The anecdote here has no space, it is back on the road the closer we are to silence, the more refined and austere is the workmanship… stay close … but without arriving the Chinese painting of Mountain and Water is installed there decoding in a language, as close as possible to that vibration of the almost nothing in this space, the anecdote has been purified and there is room only for the essential. The superfluous is no longer seen, is not felt, does not exist … it was mere pretense and noise silence settles near the top … on the edge of the immeasurable abyss … without making noise.

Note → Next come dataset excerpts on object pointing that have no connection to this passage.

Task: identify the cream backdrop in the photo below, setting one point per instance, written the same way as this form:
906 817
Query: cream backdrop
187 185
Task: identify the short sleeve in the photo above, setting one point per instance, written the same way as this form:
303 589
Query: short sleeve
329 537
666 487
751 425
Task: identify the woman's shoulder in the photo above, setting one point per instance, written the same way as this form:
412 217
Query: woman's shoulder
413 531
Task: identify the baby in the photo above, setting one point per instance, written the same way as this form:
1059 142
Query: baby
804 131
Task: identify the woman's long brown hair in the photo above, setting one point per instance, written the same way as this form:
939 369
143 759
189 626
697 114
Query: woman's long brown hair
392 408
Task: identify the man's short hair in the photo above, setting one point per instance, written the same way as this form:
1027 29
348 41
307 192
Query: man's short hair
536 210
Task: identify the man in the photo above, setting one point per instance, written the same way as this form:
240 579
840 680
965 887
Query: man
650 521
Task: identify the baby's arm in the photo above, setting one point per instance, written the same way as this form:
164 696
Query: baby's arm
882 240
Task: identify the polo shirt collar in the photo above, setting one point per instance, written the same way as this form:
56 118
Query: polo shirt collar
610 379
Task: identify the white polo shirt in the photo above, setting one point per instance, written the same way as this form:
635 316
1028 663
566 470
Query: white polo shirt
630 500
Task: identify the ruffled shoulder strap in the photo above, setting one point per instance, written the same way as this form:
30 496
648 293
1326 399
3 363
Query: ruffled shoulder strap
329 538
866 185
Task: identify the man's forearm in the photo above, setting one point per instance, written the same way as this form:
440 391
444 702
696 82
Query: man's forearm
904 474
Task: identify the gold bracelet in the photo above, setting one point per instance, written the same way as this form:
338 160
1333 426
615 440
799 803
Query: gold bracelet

… Yet … the only alternative for us is to sing that silence with a shout perhaps… to argue the story … to paint the mountain … perhaps to make it exists in our own way. At the top … at the edge … there are no more arguments … there are no stories … there are no tales … there are no reasons … there everything is everything and nothing at the same time … space contracts everything happens at the same time and place we can transcribe the essential in a “koan” or in a painting where what happens as an arguable reality is a mountain and water in a subtle dialogue … the yin yang of the ephemeral. Then we are like miners extracting what is possible from that emptiness … from this silence to interpret it later as a symphony. The mist that configures its path of change in a space devoid of noise and full of mystery. Our stubbornness of wanting to extract from this abyss a pinch of reality … of mountain and to be able to shout it … to relate it … to paint it as if it were revealed truth or in the best of cases to assume it as our reality.
This is a feat that means giving reality to the ephemeral insubstantiality of emptiness and silence. Ultimately, reality exists only at our scale and only if we imagine it. Creating reality out of nothing … what a feat… and believe it … and then live and die for it.